Muitos estudantes passaram as últimas semanas fechados em quartos, salas de estudo, bibliotecas. Não há espaço para diversão. Os exames nacionais são sinónimo de stress, pressão, nervosismo. "Há um aumento assustador de alunos com níveis de ansiedade elevados, problemas de sono e alimentares", alerta Helena Marujo, professora do Instituto Superior de Ciências Sociais e Políticas da Universidade de Lisboa, destacando que "há uma pressão exagerada para o sucesso". Essa ansiedade "bloqueia, limita a capacidade de pensar", conduzindo a "baixas performances". Em casos extremos, diz Manuela Matos Monteiro, pode mesmo ser necessário levar os estudantes ao médico.

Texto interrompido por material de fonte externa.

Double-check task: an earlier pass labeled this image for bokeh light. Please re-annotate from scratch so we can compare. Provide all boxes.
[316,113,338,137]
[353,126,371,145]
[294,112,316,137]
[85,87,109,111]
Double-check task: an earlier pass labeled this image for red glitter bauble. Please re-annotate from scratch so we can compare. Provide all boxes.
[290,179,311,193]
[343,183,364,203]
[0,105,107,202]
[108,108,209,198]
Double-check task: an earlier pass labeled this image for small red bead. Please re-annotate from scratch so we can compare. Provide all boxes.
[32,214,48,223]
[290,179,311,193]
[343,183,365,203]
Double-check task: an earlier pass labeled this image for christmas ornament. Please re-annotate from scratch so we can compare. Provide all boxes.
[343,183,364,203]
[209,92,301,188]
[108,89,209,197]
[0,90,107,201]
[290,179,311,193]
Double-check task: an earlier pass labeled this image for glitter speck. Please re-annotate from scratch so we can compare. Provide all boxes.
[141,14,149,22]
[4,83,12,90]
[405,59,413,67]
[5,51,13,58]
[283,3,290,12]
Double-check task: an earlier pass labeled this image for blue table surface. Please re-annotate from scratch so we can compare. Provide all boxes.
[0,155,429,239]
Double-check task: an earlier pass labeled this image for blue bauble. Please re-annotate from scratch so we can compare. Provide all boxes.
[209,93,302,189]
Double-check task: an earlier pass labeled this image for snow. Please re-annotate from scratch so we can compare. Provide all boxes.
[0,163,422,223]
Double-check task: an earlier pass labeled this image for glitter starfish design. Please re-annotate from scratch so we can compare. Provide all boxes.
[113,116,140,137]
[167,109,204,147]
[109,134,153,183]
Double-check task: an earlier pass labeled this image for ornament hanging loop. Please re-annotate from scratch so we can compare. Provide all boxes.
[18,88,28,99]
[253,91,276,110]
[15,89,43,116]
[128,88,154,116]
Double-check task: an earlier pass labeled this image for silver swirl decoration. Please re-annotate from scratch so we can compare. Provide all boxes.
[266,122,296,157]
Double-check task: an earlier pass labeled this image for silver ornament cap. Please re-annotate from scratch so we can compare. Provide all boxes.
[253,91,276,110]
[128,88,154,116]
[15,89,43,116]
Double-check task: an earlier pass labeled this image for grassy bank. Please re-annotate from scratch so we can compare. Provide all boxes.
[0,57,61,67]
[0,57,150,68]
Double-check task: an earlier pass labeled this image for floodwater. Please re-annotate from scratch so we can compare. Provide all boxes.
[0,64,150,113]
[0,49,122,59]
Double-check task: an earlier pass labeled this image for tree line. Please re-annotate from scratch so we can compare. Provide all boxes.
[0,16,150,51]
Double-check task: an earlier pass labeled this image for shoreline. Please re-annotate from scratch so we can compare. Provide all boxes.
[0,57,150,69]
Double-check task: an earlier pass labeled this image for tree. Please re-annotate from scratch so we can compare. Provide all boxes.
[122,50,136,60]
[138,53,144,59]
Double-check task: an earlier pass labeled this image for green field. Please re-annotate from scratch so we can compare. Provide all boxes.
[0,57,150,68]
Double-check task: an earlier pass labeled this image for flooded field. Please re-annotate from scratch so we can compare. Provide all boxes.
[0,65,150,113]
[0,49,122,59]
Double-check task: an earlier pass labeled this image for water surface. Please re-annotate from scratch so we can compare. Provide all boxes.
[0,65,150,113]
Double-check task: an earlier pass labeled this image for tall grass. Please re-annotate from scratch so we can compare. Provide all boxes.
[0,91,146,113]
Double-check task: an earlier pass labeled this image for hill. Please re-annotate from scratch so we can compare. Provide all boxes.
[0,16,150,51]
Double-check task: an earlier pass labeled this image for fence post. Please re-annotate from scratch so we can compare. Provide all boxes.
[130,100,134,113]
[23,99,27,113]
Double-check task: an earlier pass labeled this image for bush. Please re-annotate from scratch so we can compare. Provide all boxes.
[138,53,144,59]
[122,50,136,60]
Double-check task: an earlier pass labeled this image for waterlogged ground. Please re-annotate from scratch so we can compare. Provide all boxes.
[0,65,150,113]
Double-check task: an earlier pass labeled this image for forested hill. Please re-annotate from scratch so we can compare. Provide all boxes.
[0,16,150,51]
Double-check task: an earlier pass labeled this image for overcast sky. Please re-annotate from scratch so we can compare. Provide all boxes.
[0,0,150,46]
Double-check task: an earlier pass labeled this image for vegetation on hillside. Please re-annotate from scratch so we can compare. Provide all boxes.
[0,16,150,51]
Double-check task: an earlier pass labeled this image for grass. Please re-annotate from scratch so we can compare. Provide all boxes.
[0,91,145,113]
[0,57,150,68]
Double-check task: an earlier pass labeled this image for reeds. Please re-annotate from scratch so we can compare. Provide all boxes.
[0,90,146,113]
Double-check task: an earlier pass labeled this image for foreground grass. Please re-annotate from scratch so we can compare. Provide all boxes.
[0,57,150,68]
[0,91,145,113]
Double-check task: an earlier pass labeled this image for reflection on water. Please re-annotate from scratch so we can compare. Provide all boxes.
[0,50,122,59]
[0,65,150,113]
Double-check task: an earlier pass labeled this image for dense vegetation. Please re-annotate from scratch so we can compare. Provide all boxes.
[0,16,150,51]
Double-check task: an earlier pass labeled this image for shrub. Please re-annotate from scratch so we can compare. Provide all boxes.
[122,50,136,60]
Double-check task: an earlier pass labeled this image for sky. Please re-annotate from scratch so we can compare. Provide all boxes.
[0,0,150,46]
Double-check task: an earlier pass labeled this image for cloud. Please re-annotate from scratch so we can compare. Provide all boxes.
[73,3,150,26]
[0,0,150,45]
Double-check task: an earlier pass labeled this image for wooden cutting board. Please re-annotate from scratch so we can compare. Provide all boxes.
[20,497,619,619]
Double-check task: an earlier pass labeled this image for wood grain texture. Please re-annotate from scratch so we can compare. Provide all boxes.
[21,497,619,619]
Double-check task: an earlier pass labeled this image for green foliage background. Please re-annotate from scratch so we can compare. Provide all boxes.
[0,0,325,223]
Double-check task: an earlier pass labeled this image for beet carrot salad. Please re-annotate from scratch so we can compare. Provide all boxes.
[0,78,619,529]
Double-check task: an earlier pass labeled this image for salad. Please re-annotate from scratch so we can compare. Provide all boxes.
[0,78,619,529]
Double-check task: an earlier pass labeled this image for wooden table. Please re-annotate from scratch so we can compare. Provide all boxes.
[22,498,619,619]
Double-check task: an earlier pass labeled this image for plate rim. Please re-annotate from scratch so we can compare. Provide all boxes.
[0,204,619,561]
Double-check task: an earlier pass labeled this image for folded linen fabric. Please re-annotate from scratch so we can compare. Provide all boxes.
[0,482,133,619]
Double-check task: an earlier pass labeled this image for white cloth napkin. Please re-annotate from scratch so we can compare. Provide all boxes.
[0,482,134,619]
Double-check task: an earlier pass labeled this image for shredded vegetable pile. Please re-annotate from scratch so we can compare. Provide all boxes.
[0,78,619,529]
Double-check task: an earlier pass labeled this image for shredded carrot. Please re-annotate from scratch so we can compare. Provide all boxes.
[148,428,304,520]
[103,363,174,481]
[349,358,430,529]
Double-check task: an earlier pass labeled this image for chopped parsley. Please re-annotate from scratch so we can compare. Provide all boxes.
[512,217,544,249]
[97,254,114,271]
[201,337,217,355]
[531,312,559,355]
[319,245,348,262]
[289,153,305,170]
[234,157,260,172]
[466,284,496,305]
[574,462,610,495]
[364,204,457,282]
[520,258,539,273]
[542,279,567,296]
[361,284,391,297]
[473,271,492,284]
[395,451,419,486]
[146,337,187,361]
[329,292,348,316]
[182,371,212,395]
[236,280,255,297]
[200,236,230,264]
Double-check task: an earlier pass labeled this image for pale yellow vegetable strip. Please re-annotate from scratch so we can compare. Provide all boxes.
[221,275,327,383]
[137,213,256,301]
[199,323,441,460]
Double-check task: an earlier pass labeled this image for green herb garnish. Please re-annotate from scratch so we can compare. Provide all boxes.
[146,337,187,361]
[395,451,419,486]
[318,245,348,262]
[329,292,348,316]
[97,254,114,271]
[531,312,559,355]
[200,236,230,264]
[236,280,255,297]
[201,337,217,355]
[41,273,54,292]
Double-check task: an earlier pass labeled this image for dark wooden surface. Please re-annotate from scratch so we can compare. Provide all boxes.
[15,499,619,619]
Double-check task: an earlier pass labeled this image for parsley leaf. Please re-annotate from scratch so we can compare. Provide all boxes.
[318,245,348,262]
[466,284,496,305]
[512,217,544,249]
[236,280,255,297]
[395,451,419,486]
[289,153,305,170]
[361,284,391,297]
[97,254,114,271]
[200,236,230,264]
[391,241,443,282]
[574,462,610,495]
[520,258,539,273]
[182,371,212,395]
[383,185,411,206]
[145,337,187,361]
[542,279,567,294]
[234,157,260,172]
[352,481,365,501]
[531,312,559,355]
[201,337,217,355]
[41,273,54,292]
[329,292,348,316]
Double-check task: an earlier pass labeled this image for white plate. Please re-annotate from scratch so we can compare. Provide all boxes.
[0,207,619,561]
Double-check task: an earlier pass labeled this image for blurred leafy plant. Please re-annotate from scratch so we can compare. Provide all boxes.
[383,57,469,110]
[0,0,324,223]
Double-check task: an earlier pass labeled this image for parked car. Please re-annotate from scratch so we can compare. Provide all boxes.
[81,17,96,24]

Como se já não bastasse o stress dos alunos, toda a família sofre. "Os exames são eventos com uma grande carga emocional, que afetam alunos, professores e famílias. Os pais são um elemento central, mas por vezes não fazem o acompanhamento que deviam ao longo do ano e na altura dos exames criam uma ansiedade acrescida. Vemos pais, irmãos, padrinhos a descarregar toda a ansiedade nos alunos", crítica Manuela Matos Monteiro. Segundo a especialista, "esta não é altura para cobrar e estar constantemente a culpabilizar o aluno porque não estudou ao longo do ano. Um silêncio afetuoso é o melhor conselho". E também não é o momento para os pais falarem "dos seus casos exemplares". "Não tem efeito nenhum."

Vidas que dependem dos exames

Mafalda Oliveira, 18 anos, não tem razão de queixa dos pais. "São muito compreensivos. Já sabem a pressão que ponho em cima de mim própria, não metem mais", conta ao DN. Desde os 2 anos que quer ser médica veterinária, por isso assusta-a a "possibilidade de falhar devido aos nervos" e de não entrar no curso em que sempre sonhou.

Por estes dias, a finalista do 12.º ano, que repetiu o 11.º por opção, só pensa em estudar. Não há tempo nem cabeça para ter vida social. "A pressão é muito grande." Está com média de 15 valores, sem a nota dos exames, e a média do curso é de 15,7. Vai realizar provas de Português e Matemática, do 12.º ano, e Físico-Química e Biologia do 11.º. Esta última é a que mais a assusta. "Tenho de usar mnemónicas", adianta. Sente-se preparada. "Mas o nervosismo e o stress aumentam, o que por vezes me faz sentir que não estou", desabafa.

Helena Marujo lembra aos estudantes que, "quanto mais stress e tensão, mais é necessário fazer coisas que tragam emoções positivas, endorfinas e bem-estar". Um pensamento partilhado por Sofia Santos, que todos os dias caminha meia hora e ainda participa nas marchas.